Ce qui soulève deux ordres de questions :
1. S’agit-il de la collecte des adresses IP des seuls internautes qui se connectent à des sites « répréhensibles » (d’appel au djihad, etc) auquel cas, il vaudrait mieux ne pas censurer ces derniers, comme le permet – et l’a déjà permis – la récente loi sur le terrorisme, ou bien s’agit-il de la collecte de tout l’historique de certains individus donnés : tous ceux qui sont en relation avec des individus « suspects » et alors la question subsidiaire est selon quelle longueur de chaîne des relations : amis d’amis d’amis, ou plus car selon cette longueur, la « pêche » devient très vite généralisée ?…

2. Quelle est la durée de conservation de ces historiques ? On peut tolérer une collecte invasive massive autour d’un individu donc on a, par ailleurs, des informations crédibles de préparation d’un attentat mais à la condition que cette dernière soit d’une durée suffisamment courte pour ne pas laisser la possibilité d’un usage opportuniste (politique, par exemple, etc) des données collectées qui serait attentatoire aux principes constitutionnels. Ces exigences étant contradictoires, cette surveillance invasive ne devrait être possible que sous le contrôle a priori d’un juge, dont je ne vois pas comment, en l’occurrence il pourrait être autre que judiciaire (et non pas administratif). Or, on nous parle dans le projet de loi que de contrôle a posteriori et par sondage aléatoire…

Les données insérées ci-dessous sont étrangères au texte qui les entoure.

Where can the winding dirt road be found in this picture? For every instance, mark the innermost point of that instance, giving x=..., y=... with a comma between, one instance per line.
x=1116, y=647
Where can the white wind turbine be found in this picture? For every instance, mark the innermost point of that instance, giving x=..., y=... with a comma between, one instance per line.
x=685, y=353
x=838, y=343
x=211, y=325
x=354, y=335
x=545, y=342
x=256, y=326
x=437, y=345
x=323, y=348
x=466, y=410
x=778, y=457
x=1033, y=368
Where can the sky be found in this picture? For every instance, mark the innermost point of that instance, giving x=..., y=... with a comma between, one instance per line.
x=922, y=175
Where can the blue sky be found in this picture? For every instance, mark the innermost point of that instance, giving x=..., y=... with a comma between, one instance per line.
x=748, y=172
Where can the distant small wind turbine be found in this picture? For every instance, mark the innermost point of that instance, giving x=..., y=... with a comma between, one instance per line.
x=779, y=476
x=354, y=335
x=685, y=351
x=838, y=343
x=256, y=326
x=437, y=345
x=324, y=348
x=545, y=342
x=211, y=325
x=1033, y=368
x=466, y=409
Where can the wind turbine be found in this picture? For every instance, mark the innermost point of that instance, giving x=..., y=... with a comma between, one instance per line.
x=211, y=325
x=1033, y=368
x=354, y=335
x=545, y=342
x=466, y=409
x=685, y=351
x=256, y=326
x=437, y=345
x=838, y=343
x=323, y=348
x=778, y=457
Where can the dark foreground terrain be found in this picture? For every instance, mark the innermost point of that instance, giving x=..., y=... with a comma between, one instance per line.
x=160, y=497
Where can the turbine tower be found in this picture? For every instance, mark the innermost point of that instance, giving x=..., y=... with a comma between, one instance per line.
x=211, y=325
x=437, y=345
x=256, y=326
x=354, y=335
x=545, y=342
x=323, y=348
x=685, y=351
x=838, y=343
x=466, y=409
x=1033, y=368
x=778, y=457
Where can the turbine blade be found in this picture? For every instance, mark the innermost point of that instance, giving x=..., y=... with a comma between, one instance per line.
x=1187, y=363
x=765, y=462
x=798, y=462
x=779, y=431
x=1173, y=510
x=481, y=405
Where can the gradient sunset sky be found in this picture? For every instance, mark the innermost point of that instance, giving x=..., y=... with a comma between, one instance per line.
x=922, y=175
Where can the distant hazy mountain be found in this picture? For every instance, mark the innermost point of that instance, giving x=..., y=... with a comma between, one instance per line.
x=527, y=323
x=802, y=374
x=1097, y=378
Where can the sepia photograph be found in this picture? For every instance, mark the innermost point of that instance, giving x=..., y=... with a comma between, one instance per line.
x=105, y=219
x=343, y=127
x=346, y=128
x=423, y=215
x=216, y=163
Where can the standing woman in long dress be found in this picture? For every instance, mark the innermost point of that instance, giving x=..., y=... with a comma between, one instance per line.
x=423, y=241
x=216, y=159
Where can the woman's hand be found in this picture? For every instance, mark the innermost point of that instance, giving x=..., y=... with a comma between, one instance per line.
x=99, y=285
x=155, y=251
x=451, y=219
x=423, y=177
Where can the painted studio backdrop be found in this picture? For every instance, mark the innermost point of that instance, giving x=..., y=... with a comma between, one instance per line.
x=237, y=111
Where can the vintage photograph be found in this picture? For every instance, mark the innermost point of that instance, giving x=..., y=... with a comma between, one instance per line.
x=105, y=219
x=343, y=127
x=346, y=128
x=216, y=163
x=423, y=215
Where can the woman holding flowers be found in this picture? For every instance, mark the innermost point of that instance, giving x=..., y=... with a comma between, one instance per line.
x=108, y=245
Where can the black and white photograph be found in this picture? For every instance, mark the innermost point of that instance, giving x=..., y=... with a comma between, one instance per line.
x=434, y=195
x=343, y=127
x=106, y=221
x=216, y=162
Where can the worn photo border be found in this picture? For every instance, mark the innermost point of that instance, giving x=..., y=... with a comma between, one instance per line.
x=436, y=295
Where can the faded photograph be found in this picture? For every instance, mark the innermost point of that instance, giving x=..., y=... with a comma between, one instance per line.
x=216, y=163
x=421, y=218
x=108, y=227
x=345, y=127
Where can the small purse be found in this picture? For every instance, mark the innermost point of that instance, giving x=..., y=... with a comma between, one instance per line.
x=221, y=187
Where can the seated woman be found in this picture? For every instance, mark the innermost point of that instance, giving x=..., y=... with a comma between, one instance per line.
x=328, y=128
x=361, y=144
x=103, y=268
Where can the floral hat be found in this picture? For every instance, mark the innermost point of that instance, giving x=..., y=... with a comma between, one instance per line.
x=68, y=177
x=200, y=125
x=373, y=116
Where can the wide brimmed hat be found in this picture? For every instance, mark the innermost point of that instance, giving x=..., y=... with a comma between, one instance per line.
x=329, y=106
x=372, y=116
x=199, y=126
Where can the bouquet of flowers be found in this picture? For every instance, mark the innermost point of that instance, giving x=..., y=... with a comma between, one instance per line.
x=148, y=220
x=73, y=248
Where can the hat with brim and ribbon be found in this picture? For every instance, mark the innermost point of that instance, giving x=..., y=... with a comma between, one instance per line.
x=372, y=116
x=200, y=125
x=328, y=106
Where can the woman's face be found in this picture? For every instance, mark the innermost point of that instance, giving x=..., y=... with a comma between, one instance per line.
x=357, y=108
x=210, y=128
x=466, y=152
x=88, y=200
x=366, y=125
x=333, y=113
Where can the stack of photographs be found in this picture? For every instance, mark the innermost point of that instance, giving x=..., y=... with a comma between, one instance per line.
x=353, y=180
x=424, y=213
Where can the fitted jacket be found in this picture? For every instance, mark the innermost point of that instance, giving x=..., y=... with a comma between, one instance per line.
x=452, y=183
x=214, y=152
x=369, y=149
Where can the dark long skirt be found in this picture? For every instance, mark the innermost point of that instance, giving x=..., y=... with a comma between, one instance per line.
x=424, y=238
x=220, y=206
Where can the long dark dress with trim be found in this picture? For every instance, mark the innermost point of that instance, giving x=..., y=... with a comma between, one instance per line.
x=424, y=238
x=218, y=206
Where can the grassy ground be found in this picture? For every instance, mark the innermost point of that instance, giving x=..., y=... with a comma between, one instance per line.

Sur ce point précis, le précédant du fichier Stic (fusionné en fichier Judex par la loppsi 2) dont les durées de conservation ne respectent même pas les délais de prescription ne permet pas d’accorder une confiance illimitée aux services de police…

On nous assure que les professionnels soumis ou bénéficiaires d’un secret professionnel : médecins, avocats ou journalistes, seront écartés de la collecte, mais comment pourrait-il en être ainsi si comme on nous l’assure, les données collectées sont anonymes ?!

Quant à l’argument récurrent que ces dispositifs attentatoires aux libertés « ont déjà permis d’empêcher de nombreux attentats », il place le citoyen dans la position d’un journaliste incapable de recouper l’information d’une source unique qui de surcroît est en conflit d’intérêt !

On est à cet égard inquiet qu’alors que les attentats passés sur le sol Français ont tous révélé des défaillances du système de surveillance public, aucune enquête parlementaire n’ait été instaurée pour auditer les dispositifs existants avant de bouleverser ces derniers par la loi sur le Renseignement…
Les défenseurs de la loi sur le renseignement n’ont pas de réponse face à l’escalade de l’armement

On sait que les frères Kouachi – dont rien n’indique qu’ils aient eu de hautes compétences informatiques – respectaient les consignes enseignées à tout étudiant en relations internationales : ne pas donner d’informations cruciales dans les conversations téléphoniques ou SMS, ne pas se connecter à Internet depuis son lieu de résidence, ne pas envoyer de mail sur le réseau, communiquer dans des cybercafés toujours différents via le tunnel SSL du dossier de brouillon d’un webmail.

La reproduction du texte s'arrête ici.